Just as anyone else can, given that America lets its cities sink or swim in a way that seems alien to Europeans. In Britain, cities are constrained in what they can borrow, and receive support from central government, which redistributes wealth from richer to poorer communities.
Yet there is little chance of federal intervention following Detroit’s bankruptcy, which President Obama greeted merely with a bland statement saying he was watching events closely. That’s because US cities fund their entire budgets – including education, police and health services and payments to city pensioners – from their own tax base, with only limited support from state or federal governments.
What happened in Detroit?
When a city’s tax base shrinks, for example because the rich are leaving town and the population is falling (Detroit’s has collapsed from two million to 700,000 since the 1950s), a city has to borrow to maintain essential services. In Detroit, that process was worsened by the ‘doughnut’ effect, in which well-off individuals and firms escaped the tax demands and urban decay by moving to legally separate, more lightly taxed satellite districts. So Detroit ran up unsustainable debts and became trapped in a vicious circle of falling revenues leading to poorer services, more population flight, a lower tax base and further borrowing.
That process, accompanied by the slow-motion collapse of the car industry over the past 40 years, and decades of corruption and economic mismanagement, reached its inevitable conclusion last week. “Detroit went bankrupt ten years ago,” says Greg Prost, chief investment officer with Ambassador Capital Management; “we’ve been waiting for this for a long time.”
Is Detroit unique?
Chapter 9 bankruptcies (municipalities, counties and other public entities) are rare but not unknown.

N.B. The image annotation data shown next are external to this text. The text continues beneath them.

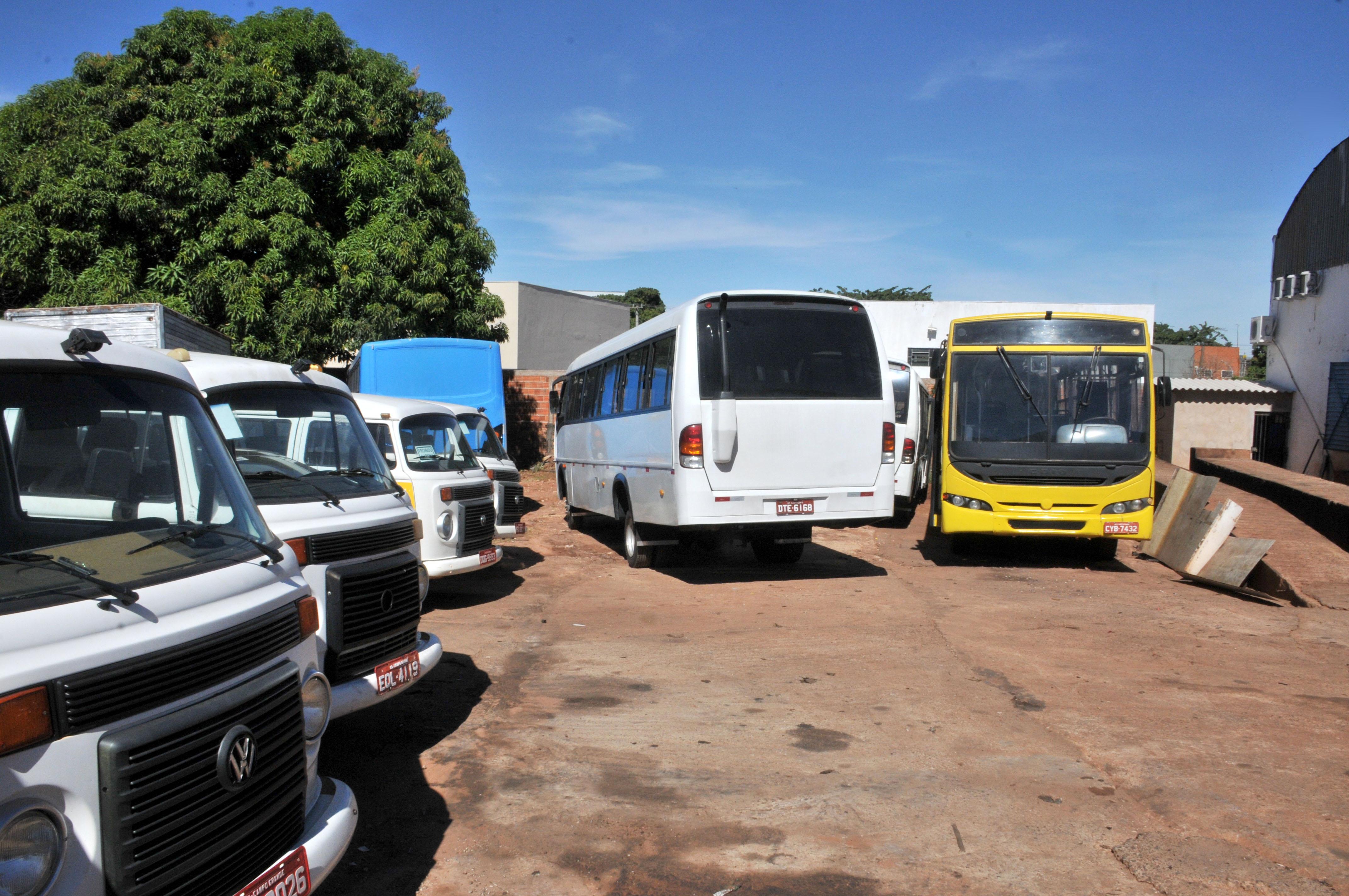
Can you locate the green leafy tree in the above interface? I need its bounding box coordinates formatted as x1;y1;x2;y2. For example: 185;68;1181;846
811;285;932;302
600;286;665;327
1152;321;1232;345
0;8;506;359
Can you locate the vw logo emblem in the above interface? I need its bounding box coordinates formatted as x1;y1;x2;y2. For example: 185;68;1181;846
216;725;258;791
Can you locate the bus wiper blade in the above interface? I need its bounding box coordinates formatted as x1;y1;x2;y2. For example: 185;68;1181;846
127;522;285;563
0;551;140;607
998;345;1050;437
244;470;341;506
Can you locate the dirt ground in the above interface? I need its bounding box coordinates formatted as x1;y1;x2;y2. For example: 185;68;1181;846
321;473;1349;896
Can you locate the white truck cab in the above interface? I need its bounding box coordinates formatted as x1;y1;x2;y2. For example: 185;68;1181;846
436;402;526;538
185;354;441;718
0;322;356;896
355;393;502;579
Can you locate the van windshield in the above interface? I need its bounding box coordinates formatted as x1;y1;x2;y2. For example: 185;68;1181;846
0;371;275;613
697;300;881;400
208;384;395;505
459;414;510;460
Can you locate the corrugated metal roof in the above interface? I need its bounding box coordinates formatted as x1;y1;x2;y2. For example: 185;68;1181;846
1171;377;1284;394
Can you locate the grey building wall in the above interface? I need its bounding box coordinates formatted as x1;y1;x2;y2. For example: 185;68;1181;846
511;283;631;370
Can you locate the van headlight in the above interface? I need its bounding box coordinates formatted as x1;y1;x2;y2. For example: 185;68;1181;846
0;800;66;896
299;672;333;742
436;510;459;544
1101;498;1152;513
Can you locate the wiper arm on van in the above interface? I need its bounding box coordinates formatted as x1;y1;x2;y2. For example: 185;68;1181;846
0;551;140;607
127;522;285;563
244;470;341;506
998;345;1050;437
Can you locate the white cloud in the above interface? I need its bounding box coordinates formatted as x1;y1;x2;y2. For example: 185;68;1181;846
577;162;665;185
525;196;890;259
558;105;633;153
913;41;1077;100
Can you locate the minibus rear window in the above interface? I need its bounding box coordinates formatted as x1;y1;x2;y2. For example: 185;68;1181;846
697;300;881;400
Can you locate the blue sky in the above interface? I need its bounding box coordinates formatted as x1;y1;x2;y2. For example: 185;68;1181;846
0;0;1349;345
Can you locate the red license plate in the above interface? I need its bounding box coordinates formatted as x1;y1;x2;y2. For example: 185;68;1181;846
777;498;815;517
375;650;421;694
235;846;313;896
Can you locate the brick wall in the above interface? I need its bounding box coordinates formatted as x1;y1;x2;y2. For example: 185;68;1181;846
502;370;563;470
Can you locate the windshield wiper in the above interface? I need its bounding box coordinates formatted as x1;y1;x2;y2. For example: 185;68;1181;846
998;345;1050;439
127;522;285;563
1072;345;1101;439
0;551;140;607
244;470;341;506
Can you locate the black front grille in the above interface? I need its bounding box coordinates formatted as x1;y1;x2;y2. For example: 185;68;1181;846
98;663;305;896
455;482;492;501
989;476;1105;486
502;484;525;525
1008;519;1087;532
309;519;417;563
54;603;299;736
327;553;421;681
460;501;496;555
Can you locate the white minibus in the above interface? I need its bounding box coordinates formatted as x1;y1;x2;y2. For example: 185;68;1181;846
890;360;932;514
0;322;356;896
549;290;896;567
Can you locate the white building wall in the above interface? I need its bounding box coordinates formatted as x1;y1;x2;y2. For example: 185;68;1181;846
1265;265;1349;476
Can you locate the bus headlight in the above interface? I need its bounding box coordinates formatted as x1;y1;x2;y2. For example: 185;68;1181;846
0;800;66;896
1101;498;1152;513
942;494;993;510
436;510;457;544
299;672;333;742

There have been fewer than 700 since the provision was created in 1937, and only 36 since 2010. But the scale of Detroit’s bankruptcy, with more than $18bn of debts, is unprecedented.
Other US cities have faced virtual insolvency or near-collapse in recent decades, including New York, Pittsburgh and Baltimore. But all avoided outright bankruptcy and to varying degrees made economic recoveries. Prior to Detroit, the biggest municipal bankruptcies were in 2011, when Jefferson County, Alabama, went bankrupt with $4.23bn in debt; and in 1994 when Orange County, California, entered court protection after losing $1.7bn on interest-rate bets.
How does the bankruptcy work?
Chapter 9 bankruptcy is similar to Chapter 11, which applies to corporations, in that it offers legal protection to a city while it renegotiates its debts. Detroit owes $18.5bn in long-term liabilities, including about $7bn to bondholders, $3.5bn to city pensions, and $6.4bn to fund other employee benefits, mostly retiree healthcare. The city’s ‘emergency manager’, Kevyn Orr, a bankruptcy lawyer involved in Chrysler’s restructuring, was imposed on the Democrat city by Michigan’s Republican state governor in March.
Having filed for bankruptcy – on the basis that the only way to provide services is to cut debt repayments – Orr is now involved in complex negotiations and intensive legal wrangling. Once that has played out, secured bondholders could come off better than retirees, who face big falls in income.
Is there an upside?
The bankruptcy will involve hardship for about 20,000 city pensioners, unknown losses for bondholders, and may make it harder for the city to raise capital in the future. But the move had been widely expected and seen as unavoidable, and many in the Motor City – as well as many commentators – see the bankruptcy as a way of kick-starting its recovery. That’s not necessarily a pipe dream: Orange County emerged from bankruptcy within a year and nine years later had a triple-A bond rating. No one is suggesting Detroit’s recovery will be as quick or easy. But there are already signs that the city is “capable of reimagining its future”, as a recent FT editorial put it.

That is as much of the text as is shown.